Old Days Were Simpler, Safer, More Caring Time

Linda Barber Special To Opinion

Last week’s sunshine, that and my mother Mary’s February birthday, stirred a bout of daydreaming in me.

Back in the 1950s, my mother was a member of the Freeman Homemakers Club and later a popular school cook. A caring, generous person, she gave of herself through her cooking.

Spring would pop up early back then and with it would come my mother’s special visitors. Mom would answer the back door to what the kids in town, all 10 or so of us, called hobos. A dowdy, haplesslooking lot, they traveled in twos and threes and rode the rails through our tiny town, carrying their possessions tied to a stick.

Word must have gotten out early on that Mom was an artist in the kitchen. Hobos or dignitaries, it didn’t matter, she gave her best.

From her culinary palette she delivered homemade soups, stews, breads, cinnamon rolls, puddings, pies, or whatever was simmering at the time, out the back door.

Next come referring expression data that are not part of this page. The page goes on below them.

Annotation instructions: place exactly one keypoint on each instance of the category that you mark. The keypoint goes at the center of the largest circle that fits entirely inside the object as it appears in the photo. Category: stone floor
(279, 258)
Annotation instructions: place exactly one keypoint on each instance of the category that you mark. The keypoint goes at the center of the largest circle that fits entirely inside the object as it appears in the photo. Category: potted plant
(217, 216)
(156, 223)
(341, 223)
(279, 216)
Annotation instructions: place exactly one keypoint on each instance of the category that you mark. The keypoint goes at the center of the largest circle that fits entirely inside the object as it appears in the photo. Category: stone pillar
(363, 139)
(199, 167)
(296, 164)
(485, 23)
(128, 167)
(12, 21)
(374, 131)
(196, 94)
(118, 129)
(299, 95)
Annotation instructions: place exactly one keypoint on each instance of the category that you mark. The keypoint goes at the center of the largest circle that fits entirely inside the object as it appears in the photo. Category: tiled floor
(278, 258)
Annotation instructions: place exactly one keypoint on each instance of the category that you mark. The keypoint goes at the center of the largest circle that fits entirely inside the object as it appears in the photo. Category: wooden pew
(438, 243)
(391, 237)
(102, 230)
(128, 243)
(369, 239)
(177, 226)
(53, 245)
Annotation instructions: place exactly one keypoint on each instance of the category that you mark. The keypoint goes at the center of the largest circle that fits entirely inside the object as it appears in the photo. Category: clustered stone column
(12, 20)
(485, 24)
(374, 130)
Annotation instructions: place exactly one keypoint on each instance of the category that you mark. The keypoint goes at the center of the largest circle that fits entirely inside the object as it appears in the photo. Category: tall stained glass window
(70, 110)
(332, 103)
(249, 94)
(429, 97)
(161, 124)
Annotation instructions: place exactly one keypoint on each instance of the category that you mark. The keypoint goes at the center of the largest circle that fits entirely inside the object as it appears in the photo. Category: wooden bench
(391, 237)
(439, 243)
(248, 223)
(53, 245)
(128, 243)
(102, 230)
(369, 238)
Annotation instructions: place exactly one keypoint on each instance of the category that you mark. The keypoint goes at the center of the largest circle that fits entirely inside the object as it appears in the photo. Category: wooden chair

And her upside-down pineapple cake? Well, I always wished she wouldn’t give it away. Later in the season, she welcomed our visitors to partake of my dad’s garden.

There were offers to work, but she never required any payback. She and my dad, Recil, had a philosophy when it came to helping others: “No repayment, please. Just pass the benevolence on.”

I recall wishing she would have them pull some weeds that surely had my name on them.

I remember the dignity shown these strangers and their polite respectful response to Mom. Not invited inside, they would sit in the yard while they ate or she would pack it to go. She would have me take them coffee or cold drinks.

Was I fearful? No. Uncomfortable? Not necessarily. A feeling of safety and well-being enveloped those simpler times.

We had worries, of course, but not like the ones today. My mom, who passed away in 1988, had an open heart and the doors of our home were never locked. I miss her and those safer, simpler times.

In my daydreams, I see the Dishman Hobo Jungle, then a voice peals through the dusty pines: “Hey, Bob, you ever stop off out there at Freeman, up there on Jackson Road? Sure got good upside down cake.”